Catalytic Requirements for Alkanol, Alkane, Alkene, and CO Oxidation on Dispersed Metal Clusters

 

Catalytic Requirements for Alkanol, Alkane, Alkene, and CO Oxidation on Dispersed Metal Clusters

Weifeng Tu, Petar Lachkov, Yifei Yang, and Ya-Huei (Cathy) Chin*

Department of Chemical Engineering and Applied Chemistry, University of Toronto, Toronto, Canada

  *cathy.chin@utoronto.ca

Reactions of alcohol, alkane, alkene, or CO with oxygen on dispersed metal clusters are important pathways for synthesizing value-added chemicals and fuels, producing energy, or eliminating pollutants. These reactions occur via kinetically coupled reductant and oxygen activation steps on metal cluster surfaces. Here, we utilize kinetic and isotopic studies in combination with surface titration techniques to probe the elementary steps and their kinetic relevance, report the catalytic involvement of reactive oxidant species, and then discuss the mechanistic synergies across these oxidation reactions. We report a direct relation connecting the oxidant and reductant pressures to the bulk chemical state of the metal clusters, coverages of reactive oxygen species, and their reactivities in these oxidation reactions, demonstrated here for the case of methanol oxidative dehydrogenation and methane oxidation reactions. The oxidant and reductant pressure ratio determines the relative rates of oxygen activation and oxygen removal on cluster surfaces and thus the bulk chemical state, instantaneous oxygen coverages, and the relative abundance of oxygen atom pair, oxygen atom-oxygen vacancy pair, and metal atom pair at cluster surfaces. These site-pairs activate methanol via kinetically distinct routes, thus leading to different rate dependencies.
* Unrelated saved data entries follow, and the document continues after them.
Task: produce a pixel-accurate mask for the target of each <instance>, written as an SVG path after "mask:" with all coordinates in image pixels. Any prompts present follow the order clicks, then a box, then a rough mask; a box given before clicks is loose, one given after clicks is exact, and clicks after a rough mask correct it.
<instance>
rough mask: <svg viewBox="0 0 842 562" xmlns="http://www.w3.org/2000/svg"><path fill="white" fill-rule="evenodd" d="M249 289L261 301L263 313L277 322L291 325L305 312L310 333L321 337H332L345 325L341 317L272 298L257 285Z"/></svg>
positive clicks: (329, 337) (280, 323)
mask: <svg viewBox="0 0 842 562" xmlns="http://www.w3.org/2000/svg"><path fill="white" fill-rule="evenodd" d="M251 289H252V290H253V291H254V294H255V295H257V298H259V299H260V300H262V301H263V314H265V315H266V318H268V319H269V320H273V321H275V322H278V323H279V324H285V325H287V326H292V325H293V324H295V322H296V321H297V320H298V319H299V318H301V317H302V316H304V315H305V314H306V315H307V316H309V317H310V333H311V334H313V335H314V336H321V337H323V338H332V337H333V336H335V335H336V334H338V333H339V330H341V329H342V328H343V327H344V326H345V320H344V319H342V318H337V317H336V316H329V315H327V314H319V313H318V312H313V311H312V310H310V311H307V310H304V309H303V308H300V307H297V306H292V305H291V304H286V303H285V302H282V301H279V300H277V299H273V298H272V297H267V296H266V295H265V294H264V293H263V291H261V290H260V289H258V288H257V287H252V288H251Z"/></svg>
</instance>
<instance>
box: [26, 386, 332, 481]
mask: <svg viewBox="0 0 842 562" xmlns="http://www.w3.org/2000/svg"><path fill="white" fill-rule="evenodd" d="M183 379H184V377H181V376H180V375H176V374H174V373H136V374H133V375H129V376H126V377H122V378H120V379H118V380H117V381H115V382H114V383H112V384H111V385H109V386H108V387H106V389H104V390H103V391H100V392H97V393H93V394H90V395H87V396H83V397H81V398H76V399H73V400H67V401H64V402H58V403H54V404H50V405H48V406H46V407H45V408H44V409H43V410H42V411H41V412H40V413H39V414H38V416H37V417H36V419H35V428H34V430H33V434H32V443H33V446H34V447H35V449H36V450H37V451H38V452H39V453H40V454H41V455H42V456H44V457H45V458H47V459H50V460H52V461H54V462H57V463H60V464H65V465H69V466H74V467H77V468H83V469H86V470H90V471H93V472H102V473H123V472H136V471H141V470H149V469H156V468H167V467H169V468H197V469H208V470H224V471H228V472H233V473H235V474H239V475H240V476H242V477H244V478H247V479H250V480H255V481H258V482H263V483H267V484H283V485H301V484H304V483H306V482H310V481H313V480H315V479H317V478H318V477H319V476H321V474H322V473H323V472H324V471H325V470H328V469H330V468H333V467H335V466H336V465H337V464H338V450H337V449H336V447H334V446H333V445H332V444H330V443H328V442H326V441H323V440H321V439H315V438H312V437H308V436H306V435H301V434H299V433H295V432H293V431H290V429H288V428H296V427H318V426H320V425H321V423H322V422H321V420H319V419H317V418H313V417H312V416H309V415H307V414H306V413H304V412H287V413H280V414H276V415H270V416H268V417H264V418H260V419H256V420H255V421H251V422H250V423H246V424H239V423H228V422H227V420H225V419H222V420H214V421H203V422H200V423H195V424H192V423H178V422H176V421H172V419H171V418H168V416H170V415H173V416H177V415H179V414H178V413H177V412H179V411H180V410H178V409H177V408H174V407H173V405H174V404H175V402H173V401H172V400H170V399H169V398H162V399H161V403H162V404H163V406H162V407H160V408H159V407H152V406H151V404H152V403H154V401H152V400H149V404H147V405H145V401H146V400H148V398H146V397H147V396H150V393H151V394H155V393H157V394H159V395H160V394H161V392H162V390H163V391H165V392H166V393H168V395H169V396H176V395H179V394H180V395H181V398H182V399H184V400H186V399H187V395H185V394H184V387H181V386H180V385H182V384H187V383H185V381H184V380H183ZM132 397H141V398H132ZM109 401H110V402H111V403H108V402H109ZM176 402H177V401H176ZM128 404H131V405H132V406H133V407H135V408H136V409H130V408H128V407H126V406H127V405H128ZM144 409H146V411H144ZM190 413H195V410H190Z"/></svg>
For the case of CO oxidation, turnover rates vary with not only O* but also O₂* coverages and for propene epoxidation, the rates vary with reactive oxygen (O* and O₂*) and also with OOH* intermediates formed from hydrogen abstraction by O₂*. The presence of the diverse oxygen species and their distinct reactivities in activating the reductants lead to the marked difference in rates, selectivities, and the apparent complex kinetic dependence on reactant pressures.